11 thoughts on “Asus and Ubuntu in Portugal

  1. If that ASUS 1215P is running Ubuntu 10.10 netbook remix, it only has official support until next April. And reading the certified hardware database for this model its only certified for special OEM vendor pre-install images of 10.10. So come April people who purchase this unit have an interesting choice to make. Stay with the end of life 10.10 with no vendor support or do an upgrade to a version that is not certified for the hardware and will most likely see hardware support regressions of some nature. Is this unit going to be certified for 12.04 LTS stock Ubuntu? And isn’t the netbook remix interface officially no longer supported? If the upgrade to 12.04 LTS even if it is certified for their hardware aren’t the forced to move to a completely new interface? Is that really a good thing for a retail electronics product?

    1. That sure appears to be the Ubuntu 10.04 UNR to me (as opposed to the Ubuntu 10.10 UNE which looks more like unity and runs on mutter.) Although the company has officially announced EOL on the 10.04 UNR, it seems at bit disingenuous and mostly inaccurate to me.

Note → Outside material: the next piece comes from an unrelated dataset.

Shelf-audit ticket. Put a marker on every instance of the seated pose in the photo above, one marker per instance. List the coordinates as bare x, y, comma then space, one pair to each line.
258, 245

      It seems to me that how security and stability maintenance updates are provided is by replacing a given package in the repository with a newer version which is then downloaded and installed by the end users in the normal update process (likely using update-manager or apt-get.) Since the UNR 32-bit (i386) shares the repositories with the Desktop edition which will be kept updated through April of 2013, it will indeed share the general 32-bit Ubuntu 10.04 maintenance updates with the exception of the packages unique to the UNR.

      In order words, if a user is fine with the fact that no furthers updates will be provided to those uniquely UNR packages (of which there are not many), s/he can merely let it ride and keep receiving all the other updates (such as linux kernel, xorg, OpenOffice, rhythmbox, etc.) through the Ubuntu 10.04 Desktop EOL?

  2. Victor,
    As a business that is competing with Android, the consumer device story has to get tighter than it is right now. A year to qualify a retail shelf product leaving it with a 6 month usable lifetime before the OS itself is no longer supported by the vendor isn’t going to cut it….not with the general consumer electronics crowd.

    I’m not saying you have to go to a completely open ended support lifecycle like Android uses…but something has to change if Canonical is serious about moving past the desktop form factor and into retail store shelves.